How FriendFeed uses MySQL to store data without a schema

Transfer

Conditions

We use MySQL to store any FriendFeed data . Our database is growing with the number of users. We now have over 250 million entries, these are user posts (posts), comments, ratings (“likes”).

As the database grew, from time to time we dealt with scalability problems. We solved problems in standard ways: slave servers used for read-only, memcache for increasing read throughput and partitioning for increasing write throughput. However, as they grow, the scalability methods used have made it difficult to add new functionality.

In particular, changing the database schema or adding indexes to the existing 10-20 million records led to a complete server lock for several hours. Removing old indexes took time, and not deleting hit performance, as the database continued to use them on every INSERT. There are complex procedures with which you can get around these problems (for example, creating a new index on a slave server, and then exchanging master'a and slave places), however, these procedures are so difficult and dangerous that they completely deprived us of the desire to add something new requiring a change in schema or index. And since our databases are highly distributed, MySQL relational things like JOINs never worked for us. Then we decided to look for a solution to the problems that lies outside of relational databases.

There are many projects designed to solve the problem of storing data with a flexible scheme and building indexes on the fly (for example, CouchDB ). However, apparently, none of them are used by large sites. In the tests we read about and ran ourselves, none of the projects showed themselves to be stable, mature enough for our purposes (see this somewhat outdated article on CouchDB , for example). And all this time, MySQL worked. He did not spoil the data. Replication worked. We have already sufficiently understood all of its bottlenecks. We liked MySQL precisely as storage, outside of relational templates.

After weighing everything, we decided to create a data storage system without a scheme on top of MySQL, instead of using a completely new solution. In this article I will try to describe the main details of the system. We are also curious how other sites solved these problems. Well, we think that our work will be useful to other developers.

Introduction

Our database stores data without a scheme in the form of many fields (for example, JSON objects or dictionaries (dictionary) in Python). The only required field is id, a 16-byte UUID. The rest should not be important for our storage, that's why it is created. We “modify” the scheme by simply adding new fields.

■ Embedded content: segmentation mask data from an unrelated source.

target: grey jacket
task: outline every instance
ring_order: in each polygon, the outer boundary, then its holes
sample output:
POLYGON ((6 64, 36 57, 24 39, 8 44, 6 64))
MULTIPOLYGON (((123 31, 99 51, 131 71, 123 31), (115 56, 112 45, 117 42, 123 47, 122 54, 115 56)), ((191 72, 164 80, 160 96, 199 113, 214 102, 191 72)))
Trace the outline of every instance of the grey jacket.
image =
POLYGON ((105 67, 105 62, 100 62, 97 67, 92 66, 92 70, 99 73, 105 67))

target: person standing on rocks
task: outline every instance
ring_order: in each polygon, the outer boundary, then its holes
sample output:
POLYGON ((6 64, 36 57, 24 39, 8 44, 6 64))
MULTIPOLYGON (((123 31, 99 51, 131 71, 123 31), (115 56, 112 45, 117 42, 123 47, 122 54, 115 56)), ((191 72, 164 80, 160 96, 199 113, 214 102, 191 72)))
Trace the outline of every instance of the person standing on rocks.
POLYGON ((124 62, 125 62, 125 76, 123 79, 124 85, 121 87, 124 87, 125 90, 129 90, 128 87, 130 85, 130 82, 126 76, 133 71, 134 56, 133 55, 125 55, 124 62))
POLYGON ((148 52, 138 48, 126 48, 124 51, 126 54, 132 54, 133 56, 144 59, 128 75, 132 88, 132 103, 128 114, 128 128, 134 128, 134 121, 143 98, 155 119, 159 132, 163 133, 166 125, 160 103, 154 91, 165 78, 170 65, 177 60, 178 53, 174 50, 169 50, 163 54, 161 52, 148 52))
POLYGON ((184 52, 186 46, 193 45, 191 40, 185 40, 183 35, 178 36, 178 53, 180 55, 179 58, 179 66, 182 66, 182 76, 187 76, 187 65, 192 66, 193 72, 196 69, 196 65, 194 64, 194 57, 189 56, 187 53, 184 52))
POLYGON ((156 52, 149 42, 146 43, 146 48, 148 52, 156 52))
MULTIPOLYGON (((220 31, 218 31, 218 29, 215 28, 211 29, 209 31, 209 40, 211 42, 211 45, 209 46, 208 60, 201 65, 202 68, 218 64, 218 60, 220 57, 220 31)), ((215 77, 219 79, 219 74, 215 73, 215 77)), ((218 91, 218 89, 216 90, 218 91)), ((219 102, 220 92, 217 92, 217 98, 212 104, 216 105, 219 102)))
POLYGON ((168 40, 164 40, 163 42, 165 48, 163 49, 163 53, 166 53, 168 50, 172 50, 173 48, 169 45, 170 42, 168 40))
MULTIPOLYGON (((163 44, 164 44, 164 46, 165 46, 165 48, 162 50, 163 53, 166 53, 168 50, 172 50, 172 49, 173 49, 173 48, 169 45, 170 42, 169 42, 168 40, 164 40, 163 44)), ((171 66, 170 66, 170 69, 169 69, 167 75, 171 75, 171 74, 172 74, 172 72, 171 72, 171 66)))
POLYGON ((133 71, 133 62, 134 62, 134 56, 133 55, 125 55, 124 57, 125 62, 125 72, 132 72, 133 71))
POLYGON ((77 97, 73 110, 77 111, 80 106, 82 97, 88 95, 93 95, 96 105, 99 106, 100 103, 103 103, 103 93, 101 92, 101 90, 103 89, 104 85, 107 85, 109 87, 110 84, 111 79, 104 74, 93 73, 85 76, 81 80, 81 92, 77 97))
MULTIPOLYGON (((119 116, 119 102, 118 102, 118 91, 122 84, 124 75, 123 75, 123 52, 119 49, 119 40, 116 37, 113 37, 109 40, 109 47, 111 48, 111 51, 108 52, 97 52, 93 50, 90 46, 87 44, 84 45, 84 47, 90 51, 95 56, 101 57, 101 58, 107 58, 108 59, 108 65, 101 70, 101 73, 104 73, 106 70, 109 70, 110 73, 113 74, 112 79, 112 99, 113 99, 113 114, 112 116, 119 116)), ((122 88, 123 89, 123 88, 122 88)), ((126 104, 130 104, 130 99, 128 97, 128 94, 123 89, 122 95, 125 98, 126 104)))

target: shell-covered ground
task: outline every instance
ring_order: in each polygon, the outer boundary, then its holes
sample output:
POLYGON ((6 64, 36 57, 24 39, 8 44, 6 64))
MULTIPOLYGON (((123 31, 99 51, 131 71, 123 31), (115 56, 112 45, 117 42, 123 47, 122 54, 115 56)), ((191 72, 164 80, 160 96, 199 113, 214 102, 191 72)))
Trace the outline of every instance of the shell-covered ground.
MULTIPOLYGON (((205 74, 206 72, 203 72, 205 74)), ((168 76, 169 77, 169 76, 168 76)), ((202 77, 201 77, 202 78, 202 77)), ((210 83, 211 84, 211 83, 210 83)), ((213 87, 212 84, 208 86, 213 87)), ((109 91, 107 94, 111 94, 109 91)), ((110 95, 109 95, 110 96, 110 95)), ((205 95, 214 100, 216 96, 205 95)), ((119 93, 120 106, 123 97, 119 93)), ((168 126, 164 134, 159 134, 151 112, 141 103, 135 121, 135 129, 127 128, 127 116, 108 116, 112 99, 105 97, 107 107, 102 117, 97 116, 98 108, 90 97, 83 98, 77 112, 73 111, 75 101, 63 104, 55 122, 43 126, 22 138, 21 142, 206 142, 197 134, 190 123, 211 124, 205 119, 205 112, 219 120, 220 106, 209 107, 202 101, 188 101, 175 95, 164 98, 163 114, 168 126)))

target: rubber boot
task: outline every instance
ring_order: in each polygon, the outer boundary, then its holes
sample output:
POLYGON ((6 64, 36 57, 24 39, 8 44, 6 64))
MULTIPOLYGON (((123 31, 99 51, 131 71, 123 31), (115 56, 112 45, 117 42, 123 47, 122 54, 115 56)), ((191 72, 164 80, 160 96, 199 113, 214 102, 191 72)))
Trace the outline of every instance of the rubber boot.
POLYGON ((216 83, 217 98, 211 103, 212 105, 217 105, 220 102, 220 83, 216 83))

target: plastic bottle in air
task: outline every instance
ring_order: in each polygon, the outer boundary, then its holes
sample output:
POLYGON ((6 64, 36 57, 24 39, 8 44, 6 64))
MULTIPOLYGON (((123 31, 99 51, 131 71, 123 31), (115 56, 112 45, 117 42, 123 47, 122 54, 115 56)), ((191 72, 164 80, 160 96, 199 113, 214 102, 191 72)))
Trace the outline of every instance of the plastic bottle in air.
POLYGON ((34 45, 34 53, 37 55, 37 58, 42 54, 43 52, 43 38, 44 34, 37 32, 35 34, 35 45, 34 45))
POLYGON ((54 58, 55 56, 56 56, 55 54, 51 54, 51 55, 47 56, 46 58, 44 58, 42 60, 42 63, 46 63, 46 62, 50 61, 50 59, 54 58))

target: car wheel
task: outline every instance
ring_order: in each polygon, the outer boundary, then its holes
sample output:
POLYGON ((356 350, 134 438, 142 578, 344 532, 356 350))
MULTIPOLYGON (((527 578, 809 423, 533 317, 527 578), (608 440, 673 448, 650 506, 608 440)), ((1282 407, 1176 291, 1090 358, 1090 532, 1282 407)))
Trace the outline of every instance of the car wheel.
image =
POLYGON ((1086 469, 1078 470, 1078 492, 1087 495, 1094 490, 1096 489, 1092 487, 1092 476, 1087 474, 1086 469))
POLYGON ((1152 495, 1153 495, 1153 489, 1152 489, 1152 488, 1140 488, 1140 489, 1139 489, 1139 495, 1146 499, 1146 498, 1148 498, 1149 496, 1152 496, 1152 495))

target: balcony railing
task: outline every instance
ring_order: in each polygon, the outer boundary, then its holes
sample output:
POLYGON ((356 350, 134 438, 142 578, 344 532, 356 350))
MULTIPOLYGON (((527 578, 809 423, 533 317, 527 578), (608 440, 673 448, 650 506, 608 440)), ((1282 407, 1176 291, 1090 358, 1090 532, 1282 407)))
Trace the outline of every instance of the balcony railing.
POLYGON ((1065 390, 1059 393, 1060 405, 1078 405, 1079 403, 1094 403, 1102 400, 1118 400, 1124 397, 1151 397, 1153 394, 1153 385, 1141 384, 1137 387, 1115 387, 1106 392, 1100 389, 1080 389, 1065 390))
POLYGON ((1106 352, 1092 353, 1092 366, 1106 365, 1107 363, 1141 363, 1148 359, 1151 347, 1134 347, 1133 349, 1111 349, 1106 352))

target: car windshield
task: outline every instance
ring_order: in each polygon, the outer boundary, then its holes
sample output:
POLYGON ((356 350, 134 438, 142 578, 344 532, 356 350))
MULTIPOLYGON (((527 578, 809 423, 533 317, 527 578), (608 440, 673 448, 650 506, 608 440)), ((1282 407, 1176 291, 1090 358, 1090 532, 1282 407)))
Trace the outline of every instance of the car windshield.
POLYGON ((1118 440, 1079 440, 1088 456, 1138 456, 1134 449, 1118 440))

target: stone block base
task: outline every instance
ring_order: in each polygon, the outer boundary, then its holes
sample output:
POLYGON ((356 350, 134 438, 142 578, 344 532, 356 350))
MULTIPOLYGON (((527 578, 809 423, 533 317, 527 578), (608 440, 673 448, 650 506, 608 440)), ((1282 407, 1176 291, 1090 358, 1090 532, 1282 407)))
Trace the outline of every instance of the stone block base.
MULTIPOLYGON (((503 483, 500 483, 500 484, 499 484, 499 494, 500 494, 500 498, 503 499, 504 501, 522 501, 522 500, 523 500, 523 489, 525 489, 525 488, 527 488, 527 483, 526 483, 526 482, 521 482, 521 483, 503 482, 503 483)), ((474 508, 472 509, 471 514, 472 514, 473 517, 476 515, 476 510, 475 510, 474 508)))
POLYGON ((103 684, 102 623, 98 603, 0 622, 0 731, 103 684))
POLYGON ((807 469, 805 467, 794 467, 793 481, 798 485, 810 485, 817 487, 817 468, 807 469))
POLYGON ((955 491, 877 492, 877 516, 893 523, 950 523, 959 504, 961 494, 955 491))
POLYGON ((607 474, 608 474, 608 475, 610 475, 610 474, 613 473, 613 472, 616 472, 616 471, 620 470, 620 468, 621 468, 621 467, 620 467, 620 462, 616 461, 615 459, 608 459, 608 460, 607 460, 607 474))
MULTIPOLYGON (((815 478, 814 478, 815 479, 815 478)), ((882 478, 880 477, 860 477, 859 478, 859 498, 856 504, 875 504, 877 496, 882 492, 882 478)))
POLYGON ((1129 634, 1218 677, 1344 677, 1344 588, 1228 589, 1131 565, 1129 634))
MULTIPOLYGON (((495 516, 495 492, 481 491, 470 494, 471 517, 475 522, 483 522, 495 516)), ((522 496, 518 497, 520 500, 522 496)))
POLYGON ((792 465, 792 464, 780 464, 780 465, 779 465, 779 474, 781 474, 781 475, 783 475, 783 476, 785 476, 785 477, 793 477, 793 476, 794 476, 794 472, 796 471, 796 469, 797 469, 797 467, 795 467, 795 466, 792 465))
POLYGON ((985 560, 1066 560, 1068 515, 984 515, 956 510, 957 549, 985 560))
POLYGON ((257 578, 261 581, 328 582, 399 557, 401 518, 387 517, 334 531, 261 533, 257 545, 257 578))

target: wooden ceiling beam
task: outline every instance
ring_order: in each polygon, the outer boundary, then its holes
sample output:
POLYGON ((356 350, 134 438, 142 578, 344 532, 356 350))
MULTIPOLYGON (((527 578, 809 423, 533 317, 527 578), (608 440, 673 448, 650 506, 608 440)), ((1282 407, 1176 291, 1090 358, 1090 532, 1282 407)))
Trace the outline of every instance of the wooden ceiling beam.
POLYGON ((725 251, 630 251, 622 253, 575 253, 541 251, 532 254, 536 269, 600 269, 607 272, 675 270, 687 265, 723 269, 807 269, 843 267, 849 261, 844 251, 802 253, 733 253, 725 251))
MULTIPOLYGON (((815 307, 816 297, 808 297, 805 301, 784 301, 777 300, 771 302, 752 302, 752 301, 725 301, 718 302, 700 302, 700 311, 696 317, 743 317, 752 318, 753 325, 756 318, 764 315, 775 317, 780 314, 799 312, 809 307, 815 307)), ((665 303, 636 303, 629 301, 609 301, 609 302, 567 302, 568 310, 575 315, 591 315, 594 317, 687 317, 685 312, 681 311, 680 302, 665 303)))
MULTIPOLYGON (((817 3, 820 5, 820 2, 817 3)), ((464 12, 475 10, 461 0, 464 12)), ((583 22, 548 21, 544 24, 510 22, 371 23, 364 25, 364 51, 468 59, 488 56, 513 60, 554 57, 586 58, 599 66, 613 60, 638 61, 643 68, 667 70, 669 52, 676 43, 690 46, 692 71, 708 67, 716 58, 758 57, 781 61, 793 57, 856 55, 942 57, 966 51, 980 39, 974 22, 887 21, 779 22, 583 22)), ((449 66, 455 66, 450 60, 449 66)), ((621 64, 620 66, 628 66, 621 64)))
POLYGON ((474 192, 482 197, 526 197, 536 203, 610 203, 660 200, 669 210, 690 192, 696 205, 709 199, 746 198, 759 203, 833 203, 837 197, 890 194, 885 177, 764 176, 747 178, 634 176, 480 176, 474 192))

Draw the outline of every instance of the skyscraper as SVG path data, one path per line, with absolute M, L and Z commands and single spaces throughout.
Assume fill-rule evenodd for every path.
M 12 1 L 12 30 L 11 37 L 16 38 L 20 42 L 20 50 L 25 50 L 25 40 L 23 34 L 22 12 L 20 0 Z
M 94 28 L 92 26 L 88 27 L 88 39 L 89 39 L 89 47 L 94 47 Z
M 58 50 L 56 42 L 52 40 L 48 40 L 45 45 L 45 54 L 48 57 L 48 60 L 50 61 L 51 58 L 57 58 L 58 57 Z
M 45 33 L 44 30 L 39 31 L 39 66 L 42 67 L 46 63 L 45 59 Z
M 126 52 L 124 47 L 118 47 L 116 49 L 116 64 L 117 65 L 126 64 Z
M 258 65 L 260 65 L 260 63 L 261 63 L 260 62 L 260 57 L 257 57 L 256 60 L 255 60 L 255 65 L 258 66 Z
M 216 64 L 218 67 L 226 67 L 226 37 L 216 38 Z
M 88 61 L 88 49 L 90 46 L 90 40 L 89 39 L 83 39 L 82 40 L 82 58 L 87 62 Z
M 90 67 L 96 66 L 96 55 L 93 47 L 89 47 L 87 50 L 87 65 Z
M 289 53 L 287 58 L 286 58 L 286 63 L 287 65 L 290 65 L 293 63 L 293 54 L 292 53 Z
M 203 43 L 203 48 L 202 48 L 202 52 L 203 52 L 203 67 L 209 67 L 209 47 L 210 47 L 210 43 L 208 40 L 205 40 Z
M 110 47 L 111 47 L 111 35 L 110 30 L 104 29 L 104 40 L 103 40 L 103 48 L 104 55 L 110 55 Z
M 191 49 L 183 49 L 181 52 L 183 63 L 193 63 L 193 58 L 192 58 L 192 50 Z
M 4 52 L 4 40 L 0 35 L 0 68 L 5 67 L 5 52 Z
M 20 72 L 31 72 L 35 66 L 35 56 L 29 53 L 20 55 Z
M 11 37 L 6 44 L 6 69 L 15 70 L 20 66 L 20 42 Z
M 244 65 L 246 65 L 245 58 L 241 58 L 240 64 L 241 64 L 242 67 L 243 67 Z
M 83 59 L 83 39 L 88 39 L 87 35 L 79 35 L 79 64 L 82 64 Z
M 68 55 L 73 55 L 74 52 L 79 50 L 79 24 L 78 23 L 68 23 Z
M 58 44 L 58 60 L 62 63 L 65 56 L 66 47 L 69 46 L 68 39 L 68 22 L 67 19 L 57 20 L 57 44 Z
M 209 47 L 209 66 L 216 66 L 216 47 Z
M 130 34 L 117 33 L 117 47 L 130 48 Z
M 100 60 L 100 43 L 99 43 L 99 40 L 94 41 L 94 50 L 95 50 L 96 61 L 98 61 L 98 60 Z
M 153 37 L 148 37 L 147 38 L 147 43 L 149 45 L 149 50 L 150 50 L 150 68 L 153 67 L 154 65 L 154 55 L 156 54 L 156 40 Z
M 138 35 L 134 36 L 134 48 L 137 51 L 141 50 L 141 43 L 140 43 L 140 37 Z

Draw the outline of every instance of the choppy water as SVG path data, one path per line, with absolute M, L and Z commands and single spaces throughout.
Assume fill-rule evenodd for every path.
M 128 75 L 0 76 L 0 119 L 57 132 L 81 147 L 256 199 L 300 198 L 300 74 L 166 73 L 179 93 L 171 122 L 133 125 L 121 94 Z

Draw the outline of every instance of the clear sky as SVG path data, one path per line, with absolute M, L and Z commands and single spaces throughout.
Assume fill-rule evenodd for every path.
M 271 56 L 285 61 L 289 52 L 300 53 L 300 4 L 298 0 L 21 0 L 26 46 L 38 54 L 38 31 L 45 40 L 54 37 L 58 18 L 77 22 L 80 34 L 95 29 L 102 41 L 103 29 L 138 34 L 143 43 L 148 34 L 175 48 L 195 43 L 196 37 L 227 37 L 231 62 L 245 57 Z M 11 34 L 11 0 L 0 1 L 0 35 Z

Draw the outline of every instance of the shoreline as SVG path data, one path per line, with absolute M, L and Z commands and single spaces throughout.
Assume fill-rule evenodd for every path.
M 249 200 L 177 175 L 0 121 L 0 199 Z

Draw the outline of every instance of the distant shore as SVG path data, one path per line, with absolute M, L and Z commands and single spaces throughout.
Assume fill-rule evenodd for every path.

We will index the records data and save the index in a separate MySQL table. If we want to index 3 fields of each record, we get 3 MySQL tables - one for each index. If we no longer need an index, we stop writing to the index table, and we can delete the table if desired. If a new index is required, we create a new MySQL table for it and start the asynchronous process to populate the index without interrupting the rest of the tasks.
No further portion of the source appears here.